One Embedded Systems Conference event that definitely lived up to its billing was the debate between Jim Turley and Clive "Max" Maxfield about embedded versus discrete processors. The event was, as advertised, both entertaining and informative.
As advertised, Turley, CEO of Silicon Insider, argued that choosing a discrete processor to run embedded systems is most often the best choice, while Maxfield, president of Techbites Interactive, said embedding the system processor within an FPGA is the way to go. The event was moderated by Rich Nass, director of content and media at EE Times Group.
|From Left: Jim Turley, interviewer Todd Sierer of National Instruments and Clive "Max" Maxfield.|
Who won the debate? Too close to call. But both participants delivered some good one liners. Here are a few highlights:
Maxfield said the choice is always dependent on the application. He said a typical von Neumann processor is inefficient at performing computation.

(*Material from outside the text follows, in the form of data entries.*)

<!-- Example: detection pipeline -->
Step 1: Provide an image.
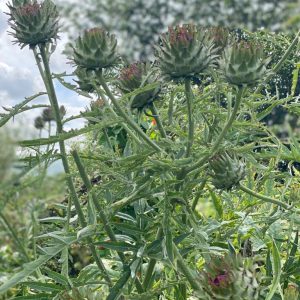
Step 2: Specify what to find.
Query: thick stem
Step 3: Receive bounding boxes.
[184,87,245,174]
[40,44,112,286]
[150,103,167,139]
[99,74,162,152]
[238,184,292,209]
[95,87,141,145]
[173,244,201,291]
[184,78,194,157]
[143,227,163,291]
[72,150,143,292]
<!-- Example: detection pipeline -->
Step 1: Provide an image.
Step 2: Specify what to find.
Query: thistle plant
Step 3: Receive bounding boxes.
[0,0,300,300]
[219,41,269,86]
[8,0,59,48]
[199,254,262,300]
[156,24,217,79]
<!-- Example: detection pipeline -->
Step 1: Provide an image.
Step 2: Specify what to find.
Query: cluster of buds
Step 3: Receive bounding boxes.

Turley argued that there is a reason that people build standalone processors and a reason that many of them are so valuable. "Ounce for ounce, an Intel microprocessor is way more valuable than gold.

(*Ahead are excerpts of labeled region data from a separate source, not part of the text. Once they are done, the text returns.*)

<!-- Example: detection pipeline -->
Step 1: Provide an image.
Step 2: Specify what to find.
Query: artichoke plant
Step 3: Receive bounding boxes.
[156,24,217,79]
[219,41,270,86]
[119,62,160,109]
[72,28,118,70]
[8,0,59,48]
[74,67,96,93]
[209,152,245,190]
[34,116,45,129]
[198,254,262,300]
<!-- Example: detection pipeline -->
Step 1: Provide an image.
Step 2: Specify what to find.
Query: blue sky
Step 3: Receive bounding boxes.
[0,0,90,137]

While it's possible to build a system processor within a traditional FPGA, Turley said, the solution is not optimal. "An FPGA is like a big Etch-a-Sketch," Turley said. "You can turn the dials and create any picture you want, but it's not a very pretty picture."

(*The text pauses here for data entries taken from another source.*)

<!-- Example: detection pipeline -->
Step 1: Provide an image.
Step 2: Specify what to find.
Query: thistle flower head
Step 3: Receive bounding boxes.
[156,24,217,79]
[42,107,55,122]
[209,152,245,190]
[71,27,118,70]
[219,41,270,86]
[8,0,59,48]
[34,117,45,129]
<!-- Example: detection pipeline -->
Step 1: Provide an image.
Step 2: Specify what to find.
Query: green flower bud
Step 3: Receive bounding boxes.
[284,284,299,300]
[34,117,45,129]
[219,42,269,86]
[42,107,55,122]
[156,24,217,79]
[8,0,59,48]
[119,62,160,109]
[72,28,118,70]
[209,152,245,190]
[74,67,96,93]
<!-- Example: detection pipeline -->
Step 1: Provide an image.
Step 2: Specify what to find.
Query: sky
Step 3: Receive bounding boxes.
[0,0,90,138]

Using the example of inexpensive processors found in musical greeting cards, Turley said that some types of processors have become so inexpensive that it makes sense to use them to power any system.
Maxfield said many embedded applications feature an FPGA even if they have a standalone processor. If that FPGA has programmable fabric that is not being completely used, he said, building the system processor within the fabric is the best course of action. "If you can squeeze onto one chip, it makes sense to do so," he said.
But Turley said doing so would often take too much effort. "Processors are inherently flexibile, if inefficient," Turley said. "But they are great at saving the most valuable resourcean engineer's time."